Enterprise CDP evaluations fail for a predictable reason: teams optimize for demo impressiveness rather than operational fit. A platform that looks polished in a sales cycle can become a multi-year headache once it's embedded in your stack.
This guide focuses on what actually differentiates enterprise CDPs — the criteria that matter at scale, not the feature checkboxes that every vendor can tick.
What Makes an Enterprise CDP Different
Enterprise requirements aren't just bigger versions of SMB requirements. The differences are qualitative:
- Data volume and velocity — enterprise teams deal with billions of events, not millions. Platform performance at scale varies dramatically.
- Governance and compliance — HIPAA, GDPR, CCPA, and industry-specific regulations create requirements that SMB-focused tools often can't meet.
- Multi-brand and multi-region — large organizations need to manage separate data environments for different business units while maintaining central oversight.
- Integration depth — enterprise stacks are complex. A CDP needs to connect reliably to legacy systems, data warehouses, and dozens of marketing tools — not just the modern SaaS platforms that look good in integration galleries.
- IT and security requirements — enterprise procurement involves security reviews, SSO requirements, audit logging, and data residency questions that smaller vendors can't accommodate.
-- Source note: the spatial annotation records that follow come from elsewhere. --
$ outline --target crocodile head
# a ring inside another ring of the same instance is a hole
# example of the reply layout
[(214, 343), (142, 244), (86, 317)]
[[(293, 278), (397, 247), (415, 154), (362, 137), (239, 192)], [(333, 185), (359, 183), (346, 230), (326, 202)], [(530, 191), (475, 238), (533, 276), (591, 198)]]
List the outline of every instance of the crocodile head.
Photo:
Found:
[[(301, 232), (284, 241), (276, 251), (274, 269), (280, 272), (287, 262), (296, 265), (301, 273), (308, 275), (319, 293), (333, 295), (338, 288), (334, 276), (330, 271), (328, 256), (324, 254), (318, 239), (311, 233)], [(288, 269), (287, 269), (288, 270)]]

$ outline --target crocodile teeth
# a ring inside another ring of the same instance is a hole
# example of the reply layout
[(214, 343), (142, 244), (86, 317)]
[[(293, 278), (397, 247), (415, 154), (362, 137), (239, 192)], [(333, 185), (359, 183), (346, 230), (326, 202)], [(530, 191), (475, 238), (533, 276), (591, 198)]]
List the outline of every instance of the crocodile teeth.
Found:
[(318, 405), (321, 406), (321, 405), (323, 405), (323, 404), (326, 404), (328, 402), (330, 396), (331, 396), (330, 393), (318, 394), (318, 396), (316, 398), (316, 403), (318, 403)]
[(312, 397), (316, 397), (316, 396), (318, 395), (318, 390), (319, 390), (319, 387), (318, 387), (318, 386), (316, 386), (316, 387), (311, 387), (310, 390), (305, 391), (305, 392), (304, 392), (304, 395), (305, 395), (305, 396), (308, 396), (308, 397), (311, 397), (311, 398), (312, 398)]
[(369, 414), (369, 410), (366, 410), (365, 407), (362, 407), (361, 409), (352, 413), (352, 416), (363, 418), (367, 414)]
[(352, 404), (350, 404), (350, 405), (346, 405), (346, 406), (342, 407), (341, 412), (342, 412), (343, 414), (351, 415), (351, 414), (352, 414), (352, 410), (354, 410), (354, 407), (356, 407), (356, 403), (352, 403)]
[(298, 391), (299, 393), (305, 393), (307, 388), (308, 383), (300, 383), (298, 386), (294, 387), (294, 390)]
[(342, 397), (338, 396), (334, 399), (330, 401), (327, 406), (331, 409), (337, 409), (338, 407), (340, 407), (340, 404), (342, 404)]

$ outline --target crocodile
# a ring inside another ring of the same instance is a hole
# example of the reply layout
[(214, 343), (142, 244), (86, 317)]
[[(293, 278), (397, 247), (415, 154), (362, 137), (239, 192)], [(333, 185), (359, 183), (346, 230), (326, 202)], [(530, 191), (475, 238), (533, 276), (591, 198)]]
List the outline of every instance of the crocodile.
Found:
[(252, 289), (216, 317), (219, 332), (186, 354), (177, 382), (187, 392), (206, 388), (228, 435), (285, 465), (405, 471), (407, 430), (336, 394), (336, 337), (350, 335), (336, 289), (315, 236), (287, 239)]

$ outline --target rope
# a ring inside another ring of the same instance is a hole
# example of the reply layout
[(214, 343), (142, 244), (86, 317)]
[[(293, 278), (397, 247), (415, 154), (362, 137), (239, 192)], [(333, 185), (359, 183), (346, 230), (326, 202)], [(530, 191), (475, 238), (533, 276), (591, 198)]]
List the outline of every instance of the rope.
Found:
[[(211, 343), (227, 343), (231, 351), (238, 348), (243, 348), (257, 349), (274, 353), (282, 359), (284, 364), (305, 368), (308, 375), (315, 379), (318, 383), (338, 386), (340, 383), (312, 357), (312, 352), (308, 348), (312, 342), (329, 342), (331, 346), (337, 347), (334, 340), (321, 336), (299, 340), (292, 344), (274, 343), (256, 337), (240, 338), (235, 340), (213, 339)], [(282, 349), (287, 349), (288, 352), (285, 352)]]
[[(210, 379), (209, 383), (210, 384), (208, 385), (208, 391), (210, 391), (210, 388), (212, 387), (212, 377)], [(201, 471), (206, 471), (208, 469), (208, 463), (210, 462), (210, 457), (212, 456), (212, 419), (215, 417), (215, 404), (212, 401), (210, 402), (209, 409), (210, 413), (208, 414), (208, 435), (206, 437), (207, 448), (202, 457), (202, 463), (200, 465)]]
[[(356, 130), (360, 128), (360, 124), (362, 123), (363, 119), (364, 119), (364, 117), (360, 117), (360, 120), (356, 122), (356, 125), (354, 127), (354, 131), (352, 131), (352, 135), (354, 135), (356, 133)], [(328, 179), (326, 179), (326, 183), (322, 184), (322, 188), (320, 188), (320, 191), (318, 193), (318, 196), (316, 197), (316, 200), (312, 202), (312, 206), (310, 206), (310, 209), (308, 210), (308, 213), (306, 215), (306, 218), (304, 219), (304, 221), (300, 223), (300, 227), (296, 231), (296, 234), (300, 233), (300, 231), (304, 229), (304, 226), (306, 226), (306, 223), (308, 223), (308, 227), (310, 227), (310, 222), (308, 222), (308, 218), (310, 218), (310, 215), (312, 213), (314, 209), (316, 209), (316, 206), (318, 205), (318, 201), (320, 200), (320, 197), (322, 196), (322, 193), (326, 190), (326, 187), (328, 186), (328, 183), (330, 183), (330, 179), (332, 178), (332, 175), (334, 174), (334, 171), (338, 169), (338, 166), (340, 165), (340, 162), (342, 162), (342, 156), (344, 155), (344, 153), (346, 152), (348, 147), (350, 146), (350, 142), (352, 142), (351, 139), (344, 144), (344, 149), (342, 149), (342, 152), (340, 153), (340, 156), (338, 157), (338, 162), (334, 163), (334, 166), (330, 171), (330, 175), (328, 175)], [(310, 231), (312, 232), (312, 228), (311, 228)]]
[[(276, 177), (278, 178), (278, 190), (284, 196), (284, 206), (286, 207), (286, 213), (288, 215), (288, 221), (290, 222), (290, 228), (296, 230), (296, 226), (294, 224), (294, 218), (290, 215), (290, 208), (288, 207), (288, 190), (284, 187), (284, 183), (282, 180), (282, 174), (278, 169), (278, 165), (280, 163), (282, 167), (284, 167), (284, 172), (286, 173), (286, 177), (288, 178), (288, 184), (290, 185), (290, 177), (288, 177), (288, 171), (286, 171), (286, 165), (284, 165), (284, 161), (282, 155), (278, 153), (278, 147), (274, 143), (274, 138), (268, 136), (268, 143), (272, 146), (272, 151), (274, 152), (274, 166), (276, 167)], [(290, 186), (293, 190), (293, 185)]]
The Two Architecture Approaches
Enterprise CDP evaluations today almost always involve a choice between two architectural models:
Packaged CDPs (Salesforce Data Cloud, Adobe Real-Time CDP, Segment) store customer data in their own proprietary layer. They offer fast time-to-value for teams without mature data infrastructure, but create a second source of truth alongside your data warehouse and typically carry higher total cost. Composable CDPs (Hightouch, Census) sit on top of your existing data warehouse and activate data from there. They avoid data duplication and give data teams full control, but require more mature data infrastructure to operate effectively.For enterprises with established data warehouse environments — which is most large organizations — the composable model often produces better outcomes because the data foundation already exists.
Key Evaluation Criteria
Identity resolution quality — How does the platform handle anonymous-to-known stitching? Cross-device matching? Probabilistic vs. deterministic methods? Poor identity resolution means your "unified" profiles are still fragmented. Marketer self-service — Can marketing teams build audiences, create segments, and activate campaigns without engineering tickets? The operational leverage of a CDP depends on this. Activation breadth — How many destinations does the platform connect to natively? What's the process for custom integrations? Real-time vs. batch sync capabilities? Data freshness — How quickly do changes in source data propagate to activated audiences? For time-sensitive use cases like cart abandonment or real-time personalization, latency matters. Governance and access controls — Can you manage permissions at the dataset, segment, or destination level? Enterprise teams need granular control. Total cost of ownership — CDP pricing is notoriously opaque. Factor in data volume fees, destination fees, implementation costs, and ongoing maintenance — not just the headline license.Red Flags in Enterprise CDP Evaluations
- Vendors who can't clearly explain where your data lives
- Demo environments that don't reflect real-world data volume or complexity
- Implementation timelines that seem too short for your stack complexity
- Pricing models that don't scale predictably with your data growth
- Limited support for your existing data warehouse
Conclusion
The best enterprise CDP is the one that fits your existing infrastructure, serves both your marketing and data teams, and can scale with your data volume without becoming a governance liability. Prioritize fit over features, and insist on reference calls with customers who have similar stack complexity before you sign.